I had reason to save my energy, though, because a 30km overnight trip round the Freycinet Peninsula was next. The Freycinet droops like a drop of wax off of the East Coast of Tasmania, and is home to Wineglass Bay, which to me looked as though it had been lifted from a St Lucia tourist brochure, so golden and gorgeous it seemed.

Tassielink picked me and the inevitable German couple (German tourists are as numerous as Brits in Australia and when you meet them speak with the same weariness at constantly meeting their own countryfolk, despite being thousands of miles from home) from the station and ferried us, under grey skies with drizzle promised, to the Coles Bay Turnoff. From here we jumped into a small air-conditioned thing and went to Coles Bay itself. I'd planned on getting a 3pm shuttle into the park, giving me a few hours to dump my gear and hire camping equipment to take with me - but as it happened, they gave me a life much earlier, so I had more time to hike. They didn't charge me, either. Good people.

The first day, then, takes about four hours to get to the Cooks Beach campsite. From grey came shine and it was in glorious colour that I hit Hazards Beach, the first taste of this beautiful, beautiful place. Tanned bodies swam and I squinted to make out a gorgeous green island sitting a kilometre or so off the beach. I sat and ate a couple of pittas with a big grin on my face.

And from there I headed into a wilderness of bush, overgrown, thick with bark and tumble - saw two snakes, the second a much larger animal than I'd seen before. It was dark green, saw me approaching, stayed where it was and made a threatening gesture. For the first time, a snake had failed to take off like a scalded cat into the undergrowth. I waited, and sweated, and my heart pounded. It moved, so slowly, baqck across the path, facing me for a time, and then into the undergrowth on my left. Walking past, I could imagine it just feet from my bare legs. In there. Flicking its tongue at the human.

It left me alone, and I walked without taking my eyes off the path, onward to Cooks Beach - past a group of three stoned Aussies, who were walking the opposite way. They offered me a toke but quite frankly I'm not the best at tent-erecting, and attempting it stoned, using unfamiliar gear, just didn't appeal. I could easily see myself spending the first two hours at the campsite looking at the instructions dreamily. Maybe eating a a fork or two of pasta. Gazing at the stuff again. Wondering if I needed a piss or not. Getting stuff out, getting it wrong, panicking, nightfall - death.
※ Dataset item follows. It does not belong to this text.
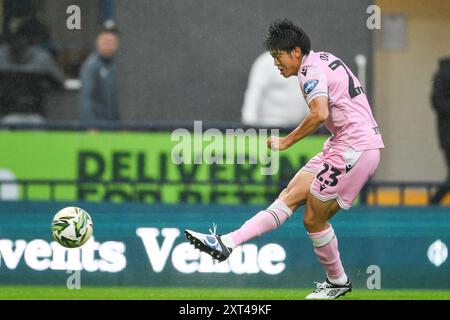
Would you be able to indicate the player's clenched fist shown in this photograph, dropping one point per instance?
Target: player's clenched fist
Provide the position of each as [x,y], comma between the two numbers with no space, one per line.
[277,143]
So I turned them down.

As it was, it was simplicity itself, so I settled in, had a wine, walked out to look down the empty beach, saw clouds over the sunset, went back into my sanctuary, put the stereo on, ate my cold dinner and slept, huge ants walking over the inner sheet. There was a heavy storm, casting pink lightning into the night air, but by and large it stayed where it was, across the foaming ocean, and we just had a light shower. In the morning it was calm as I ate a gentle breakfast, listening to the frupp frupp frupp of the resident wallaby's tongue as it licked rainwater off my flysheet, two small paws clawing gently at the fabric.